Oh hey guys

Jan 06, 2009 23:18

Hi everyone! I'm busily "working on my essay and revising for my exams" (read: eating Pringles and surfing the net), but I found this article which I think is really interesting: Why do lesbians love gay porn?

I think the last theory is the one that applies most to me, especially as the other arguments don't really cover written erotica and are pretty much exclusively about photographic/video porn. I was reading Fun Home by Alison Bechdel (of Dykes To Watch Out For) over Christmas and she mentions being obsessed with masculine imagery as an adolescent, but she was driven by envy rather than lust - she didn't want those men, she wanted to BE them. I had similar feelings as a very young child - I got a (very ugly) boy's haircut. My two best friends between the ages of four and around seven were boys; we used to play "let's pretend" games in which I was almost always a boy (I also had a couple of dresses which they wore more often than I did - we were a pretty queer little group). Anyway, I'm wondering if part of the whole lesbians-liking-slash thing is to do with some kind of desire for the appropriation of men's bodies?

Of course, this wouldn't necessarily preclude an appreciation for het amongst lesbians, with the reader projecting themselves into the 'male' role. I can't speak for anybody else, but I think there are several reasons why het rarely does it for me: firstly, I rarely find female characters on TV especially interesting, and therefore I don't find them attractive. For example, I find Lisa Edelstein attractive. I can't say the same about Cuddy (Stacy is a different matter - I genuinely liked that character and went through a House/Stacy phase during series 2). This isn't a universal rule - I think pretty much all of the female characters on BSG are astoundingly well-written, and the same goes for Jordan from Studio 60, most of the female characters on Mad Men, and Betty Suarez (to give a few examples). However, I have no desire to slash those characters - I've read some BSG fanfic, and pretty much all of it was het. I think the main reason for this is that where there are well-written female characters there tend to be well-written heterosexual relationships, and because - for me - fic is pretty much about subversion and wish-fulfillment*, I don't really feel the need to read or write fic about those characters. The show does the work for me. On a show like House, though - my main fandom, fic-wise - I feel that the women are rarely well-rounded enough for me to want to read about them, whereas the House-Wilson dynamic is so obviously homoerotic that slash just takes the relationship to its logical confusion in a way that the show refuses to do.
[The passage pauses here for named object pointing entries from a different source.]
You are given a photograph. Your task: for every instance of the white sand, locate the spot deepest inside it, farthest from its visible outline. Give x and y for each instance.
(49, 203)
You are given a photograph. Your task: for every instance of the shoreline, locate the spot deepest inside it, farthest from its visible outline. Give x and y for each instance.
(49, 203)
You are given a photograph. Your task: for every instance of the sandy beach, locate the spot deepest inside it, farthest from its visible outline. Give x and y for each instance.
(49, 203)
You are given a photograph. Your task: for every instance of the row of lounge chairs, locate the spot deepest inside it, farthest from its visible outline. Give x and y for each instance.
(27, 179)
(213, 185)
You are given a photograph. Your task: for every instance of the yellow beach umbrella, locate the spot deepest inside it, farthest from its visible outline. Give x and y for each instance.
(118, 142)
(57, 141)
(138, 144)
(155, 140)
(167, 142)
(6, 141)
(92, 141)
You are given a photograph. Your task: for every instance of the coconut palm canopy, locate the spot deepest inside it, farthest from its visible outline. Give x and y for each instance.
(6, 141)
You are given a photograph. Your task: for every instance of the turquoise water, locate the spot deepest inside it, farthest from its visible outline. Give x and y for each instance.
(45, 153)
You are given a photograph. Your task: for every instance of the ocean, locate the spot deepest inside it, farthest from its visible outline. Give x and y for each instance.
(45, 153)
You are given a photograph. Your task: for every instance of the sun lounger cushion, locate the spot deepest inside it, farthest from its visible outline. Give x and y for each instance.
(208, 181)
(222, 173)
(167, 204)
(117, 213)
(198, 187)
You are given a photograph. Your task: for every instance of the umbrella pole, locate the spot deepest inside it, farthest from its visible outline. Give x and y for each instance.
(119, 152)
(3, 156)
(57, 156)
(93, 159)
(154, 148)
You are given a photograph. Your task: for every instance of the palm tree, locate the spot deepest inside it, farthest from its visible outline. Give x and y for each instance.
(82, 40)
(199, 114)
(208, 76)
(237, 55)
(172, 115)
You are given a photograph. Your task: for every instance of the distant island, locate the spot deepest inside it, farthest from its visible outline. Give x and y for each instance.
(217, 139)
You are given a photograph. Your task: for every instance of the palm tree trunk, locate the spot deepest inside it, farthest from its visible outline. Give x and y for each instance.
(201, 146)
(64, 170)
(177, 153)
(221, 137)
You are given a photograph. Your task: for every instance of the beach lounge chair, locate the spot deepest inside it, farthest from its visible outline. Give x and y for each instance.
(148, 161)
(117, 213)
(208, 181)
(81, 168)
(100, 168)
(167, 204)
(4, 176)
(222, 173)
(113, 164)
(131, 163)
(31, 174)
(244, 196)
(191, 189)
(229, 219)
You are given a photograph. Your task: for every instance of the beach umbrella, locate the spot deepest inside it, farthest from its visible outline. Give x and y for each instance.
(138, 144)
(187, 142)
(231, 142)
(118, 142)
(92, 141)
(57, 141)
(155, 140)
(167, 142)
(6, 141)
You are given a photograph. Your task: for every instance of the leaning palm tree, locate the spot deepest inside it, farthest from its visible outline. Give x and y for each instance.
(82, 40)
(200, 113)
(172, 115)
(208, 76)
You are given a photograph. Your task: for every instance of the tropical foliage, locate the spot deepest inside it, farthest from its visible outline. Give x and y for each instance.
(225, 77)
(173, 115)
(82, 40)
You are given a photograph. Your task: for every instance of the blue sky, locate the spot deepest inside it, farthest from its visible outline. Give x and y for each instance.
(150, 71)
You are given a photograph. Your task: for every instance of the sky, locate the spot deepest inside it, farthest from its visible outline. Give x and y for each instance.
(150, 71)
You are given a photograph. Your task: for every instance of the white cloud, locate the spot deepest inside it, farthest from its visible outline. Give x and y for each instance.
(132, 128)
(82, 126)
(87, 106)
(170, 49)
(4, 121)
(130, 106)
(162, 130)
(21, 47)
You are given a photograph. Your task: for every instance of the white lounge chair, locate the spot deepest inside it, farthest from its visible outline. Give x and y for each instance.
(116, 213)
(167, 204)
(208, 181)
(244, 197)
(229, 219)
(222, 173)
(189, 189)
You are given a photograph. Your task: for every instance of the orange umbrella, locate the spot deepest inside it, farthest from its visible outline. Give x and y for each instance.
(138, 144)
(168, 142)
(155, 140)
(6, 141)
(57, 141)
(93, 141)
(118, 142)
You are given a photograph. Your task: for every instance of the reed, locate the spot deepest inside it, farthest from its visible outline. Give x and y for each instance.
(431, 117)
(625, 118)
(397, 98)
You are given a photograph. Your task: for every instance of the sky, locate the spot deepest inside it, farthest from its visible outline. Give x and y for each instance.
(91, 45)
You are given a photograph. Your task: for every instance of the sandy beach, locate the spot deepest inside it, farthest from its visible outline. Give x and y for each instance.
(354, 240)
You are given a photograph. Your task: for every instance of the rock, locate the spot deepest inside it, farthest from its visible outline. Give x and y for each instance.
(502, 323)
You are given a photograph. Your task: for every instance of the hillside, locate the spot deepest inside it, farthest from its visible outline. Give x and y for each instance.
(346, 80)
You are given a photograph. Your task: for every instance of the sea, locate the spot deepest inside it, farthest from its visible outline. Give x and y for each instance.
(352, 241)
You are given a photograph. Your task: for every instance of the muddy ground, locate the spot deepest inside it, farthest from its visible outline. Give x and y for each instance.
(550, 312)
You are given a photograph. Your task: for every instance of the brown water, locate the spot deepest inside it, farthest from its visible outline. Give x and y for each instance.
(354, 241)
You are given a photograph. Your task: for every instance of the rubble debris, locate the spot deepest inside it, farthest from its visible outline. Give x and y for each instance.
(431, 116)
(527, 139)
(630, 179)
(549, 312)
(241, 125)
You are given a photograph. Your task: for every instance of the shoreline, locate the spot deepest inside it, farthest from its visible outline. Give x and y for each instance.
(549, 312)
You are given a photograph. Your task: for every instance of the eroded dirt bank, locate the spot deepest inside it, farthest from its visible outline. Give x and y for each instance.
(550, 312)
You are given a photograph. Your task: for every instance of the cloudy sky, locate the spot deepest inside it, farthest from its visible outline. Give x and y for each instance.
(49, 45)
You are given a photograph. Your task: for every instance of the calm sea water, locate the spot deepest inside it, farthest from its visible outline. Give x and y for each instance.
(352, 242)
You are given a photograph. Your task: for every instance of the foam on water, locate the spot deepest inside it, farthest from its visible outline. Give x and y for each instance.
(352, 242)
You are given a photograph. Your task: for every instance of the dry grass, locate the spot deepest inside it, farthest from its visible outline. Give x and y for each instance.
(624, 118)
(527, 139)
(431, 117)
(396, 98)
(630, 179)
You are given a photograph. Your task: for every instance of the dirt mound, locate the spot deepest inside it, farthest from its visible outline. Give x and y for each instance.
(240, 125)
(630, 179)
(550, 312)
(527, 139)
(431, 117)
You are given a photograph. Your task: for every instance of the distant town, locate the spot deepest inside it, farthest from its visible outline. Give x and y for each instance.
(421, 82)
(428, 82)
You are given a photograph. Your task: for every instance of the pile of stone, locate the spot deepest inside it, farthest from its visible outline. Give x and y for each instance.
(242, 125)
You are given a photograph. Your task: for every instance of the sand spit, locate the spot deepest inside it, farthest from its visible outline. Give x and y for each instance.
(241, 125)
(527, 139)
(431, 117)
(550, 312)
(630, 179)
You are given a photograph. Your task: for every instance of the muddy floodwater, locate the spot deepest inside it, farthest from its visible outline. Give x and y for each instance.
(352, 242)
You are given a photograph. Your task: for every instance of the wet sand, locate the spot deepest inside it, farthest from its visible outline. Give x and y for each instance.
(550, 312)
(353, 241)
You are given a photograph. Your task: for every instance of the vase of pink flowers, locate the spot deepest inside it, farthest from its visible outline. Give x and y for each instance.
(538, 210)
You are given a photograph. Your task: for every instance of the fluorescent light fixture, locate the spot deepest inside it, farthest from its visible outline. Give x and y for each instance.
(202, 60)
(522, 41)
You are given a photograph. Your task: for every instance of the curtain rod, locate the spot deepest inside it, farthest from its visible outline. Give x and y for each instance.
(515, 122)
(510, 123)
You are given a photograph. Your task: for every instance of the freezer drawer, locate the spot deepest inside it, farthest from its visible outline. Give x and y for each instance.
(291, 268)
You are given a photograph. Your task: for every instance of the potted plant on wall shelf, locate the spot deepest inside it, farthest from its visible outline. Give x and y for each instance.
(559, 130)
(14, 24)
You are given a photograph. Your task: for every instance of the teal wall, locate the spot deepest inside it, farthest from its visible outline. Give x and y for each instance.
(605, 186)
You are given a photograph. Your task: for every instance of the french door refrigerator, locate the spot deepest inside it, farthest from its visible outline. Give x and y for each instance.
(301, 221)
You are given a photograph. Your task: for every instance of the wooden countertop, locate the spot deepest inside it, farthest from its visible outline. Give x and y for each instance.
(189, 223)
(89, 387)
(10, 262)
It's kind of a lose-lose situation as far as female characters go - if they're good, I don't need to read fic about them, and if they're bad I don't want to. In my first fandom, QAFUK, I read fic because the sexual tension within the show was never resolved, and though I respected that decision in terms of canon, I still wanted to read about Stuart and Vince getting it on. Another reason I don't read het, I suppose, is that there just isn't enough het out there that I find well-written enough to hold my interest (although, to be fair, I don't look very hard).

As for why I don't read femslash, I think a similar rule applies - the well-written female characters tend to be paired up, in canon, with plausible heterosexual partners, and I don't care enough about the badly-written ones. Also, I think, where there is homoerotic subtext on TV it is nearly always between male characters, and I need the subtext to be there before I can appreciate the fic - sure, I could slash Jordan and Harriet, Betty and Francine or Starbuck and Six, but there isn't enough basis in the canon for me to want to do that.

Or maybe I'm just a bad lesbian/bisexual type. Who knows.

*This is obviously not all there is to fic - it can be full of ideas, and it can have true literary value. However, those are a bonus for me, they are not the REASON I read fic.

Right. That's probably enough procrastination for now. One of these days I'm going to do some damn work.